The judge concluded that the plaintiffs had only established generally that it would be irregular to charge VAT on taxable supplies which have not occurred and without giving the reasons why an importer who has paid VAT on the import ought also to pay VAT on a taxable supply before making the supply, on the basis of an estimate made under section 32 (1) (c) of Cap 349. He was of the view that while the charging of VAT on a person who would never supply the goods as a taxable supply would be illegal as submitted by the plaintiffs, VAT charged on an importer whose goods are subsequently supplied in the domestic market is an irregularity and not an illegality as tax on taxable supplies is prescribed by Cap 349. In other words it is a curable defect.
Whilst the point about the definition of what was domestic about the VAT collected by the URA at 15% was somewhat lost in the nomenclature of other legislation, it was a touch dispiriting to see that the exposition on the purpose of Section 32 (1) (c) of Cap 349 dealing with assessments was somewhat missed. The URA seems to stretch the use of Section 32 (1) (c) by applying it in instances where, as is widely accepted is a basic premise of VAT internationally, no supply has actually taken place. There also appears to be distortive possibilities in the imposition of domestic VAT if a particular importer does indeed intend to make onward supplies of those goods, but for a consideration below the registration threshold.

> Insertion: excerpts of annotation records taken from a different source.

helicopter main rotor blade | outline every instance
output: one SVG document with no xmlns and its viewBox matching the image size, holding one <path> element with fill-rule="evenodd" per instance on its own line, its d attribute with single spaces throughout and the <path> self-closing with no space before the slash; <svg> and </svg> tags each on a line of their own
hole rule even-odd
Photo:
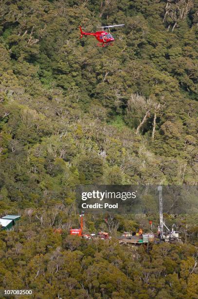
<svg viewBox="0 0 198 299">
<path fill-rule="evenodd" d="M 125 24 L 119 24 L 119 25 L 109 25 L 109 26 L 100 26 L 98 27 L 92 27 L 91 28 L 110 28 L 112 27 L 118 27 L 119 26 L 125 26 Z M 86 29 L 87 28 L 90 28 L 89 27 L 82 27 L 82 29 Z"/>
<path fill-rule="evenodd" d="M 120 24 L 119 25 L 110 25 L 109 26 L 101 26 L 96 28 L 110 28 L 112 27 L 118 27 L 118 26 L 125 26 L 125 24 Z"/>
</svg>

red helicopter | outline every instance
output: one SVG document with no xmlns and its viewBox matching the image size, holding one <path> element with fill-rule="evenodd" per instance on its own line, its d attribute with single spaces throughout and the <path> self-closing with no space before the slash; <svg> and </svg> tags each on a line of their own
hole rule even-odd
<svg viewBox="0 0 198 299">
<path fill-rule="evenodd" d="M 106 47 L 108 45 L 113 45 L 112 43 L 115 41 L 115 39 L 110 34 L 109 28 L 112 27 L 117 27 L 118 26 L 124 26 L 125 24 L 120 24 L 119 25 L 113 25 L 112 26 L 103 26 L 102 27 L 97 27 L 96 28 L 102 28 L 102 31 L 97 31 L 96 32 L 84 32 L 82 29 L 86 29 L 86 27 L 81 27 L 80 26 L 80 30 L 81 32 L 80 38 L 82 39 L 83 35 L 93 35 L 95 36 L 96 40 L 100 43 L 97 45 L 100 47 Z M 104 31 L 105 28 L 108 29 L 109 32 L 106 32 Z M 102 45 L 100 43 L 102 43 Z"/>
</svg>

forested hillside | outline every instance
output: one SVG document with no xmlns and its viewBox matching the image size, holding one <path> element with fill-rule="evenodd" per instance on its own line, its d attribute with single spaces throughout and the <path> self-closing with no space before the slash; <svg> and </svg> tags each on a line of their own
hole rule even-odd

In such an instance, the URA would have raised tax illegally since it can safely be assumed that Parliament intended to exclude traders making supplies below the threshold from the clutches of VAT. Since the VAT registration threshold was revised upwards to UGX 150m on 1 July 2015, more tax payers are likely to be captured by the low domestic VAT threshold of UGX 4m thus circumventing the overall purpose of the amendment.

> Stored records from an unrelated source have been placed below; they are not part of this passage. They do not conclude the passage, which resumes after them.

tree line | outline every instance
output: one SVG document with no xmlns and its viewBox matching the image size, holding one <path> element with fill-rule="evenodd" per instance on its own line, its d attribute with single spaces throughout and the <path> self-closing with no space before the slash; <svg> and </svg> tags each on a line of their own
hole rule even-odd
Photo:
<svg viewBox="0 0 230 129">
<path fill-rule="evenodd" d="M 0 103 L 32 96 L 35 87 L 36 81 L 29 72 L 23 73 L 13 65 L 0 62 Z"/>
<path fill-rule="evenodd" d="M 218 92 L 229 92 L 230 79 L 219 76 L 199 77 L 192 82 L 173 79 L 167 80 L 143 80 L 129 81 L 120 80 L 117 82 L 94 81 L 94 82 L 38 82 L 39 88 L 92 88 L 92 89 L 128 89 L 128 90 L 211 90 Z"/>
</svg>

Through the imposition of domestic VAT, the URA also seems to amend the penalty regime of Cap 349 by interchanging circumstances authorizing it to impose penalties with circumstances where it is authorized to raise an assessment. Through the domestic VAT mechanism, the URA utilizes Section 32 (1) (c) of Cap 349 which covers assessments and not penalties to covertly impose an omnibus penalty for anticipated infringements of Cap 349, for failure to apply for registration, failure to lodge returns, and failure to maintain proper records that are covered elsewhere in Cap 349.
Also of interest is the fact that the URA guidelines note that domestic VAT came into effect on 1 March 2002 notwithstanding that Section 32(1) (c) of Cap 349 which is the suggested enabling provision of the law has not been amended since the inception of Cap 349 on 1 July 1996.

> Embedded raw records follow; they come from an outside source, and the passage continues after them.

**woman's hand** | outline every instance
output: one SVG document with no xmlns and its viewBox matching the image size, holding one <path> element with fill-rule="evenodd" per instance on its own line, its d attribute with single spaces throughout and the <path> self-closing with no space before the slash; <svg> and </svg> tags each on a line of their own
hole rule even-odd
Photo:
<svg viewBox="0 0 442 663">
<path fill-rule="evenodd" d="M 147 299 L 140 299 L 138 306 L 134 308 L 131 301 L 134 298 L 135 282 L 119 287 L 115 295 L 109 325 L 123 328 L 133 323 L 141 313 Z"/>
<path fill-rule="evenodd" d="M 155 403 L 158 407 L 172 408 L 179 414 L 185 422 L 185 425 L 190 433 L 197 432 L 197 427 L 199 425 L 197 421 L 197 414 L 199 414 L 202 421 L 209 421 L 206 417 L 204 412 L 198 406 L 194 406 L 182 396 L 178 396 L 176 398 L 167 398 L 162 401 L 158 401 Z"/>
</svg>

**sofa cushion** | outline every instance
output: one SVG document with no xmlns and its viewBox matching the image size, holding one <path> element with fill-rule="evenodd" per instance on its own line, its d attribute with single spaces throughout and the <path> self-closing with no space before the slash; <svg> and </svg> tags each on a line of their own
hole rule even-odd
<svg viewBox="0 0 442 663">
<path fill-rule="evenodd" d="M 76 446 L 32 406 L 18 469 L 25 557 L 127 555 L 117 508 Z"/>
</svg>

If sustained in the appellate courts of law, the plaintiffs’ arguments in this case have wide-ranging ramifications for the URA and taxpayers alike. Subject to factual evidence and, of course, verification by a URA audit, some taxpayers may seek refunds of overpaid VAT in accordance with the provisions of Cap 349.
Given the URA’s practice of instigating wide-ranging audits into taxpayer’s affairs to verify refunds claimed, the URA may be overwhelmed by the large number of pre-refund verification audits and possible legal challenges that may result. Importers who have erroneously paid domestic VAT face the dilemma of deciding whether to pursue the VAT refund or to forfeit it in order to avoid the intrusive URA audits.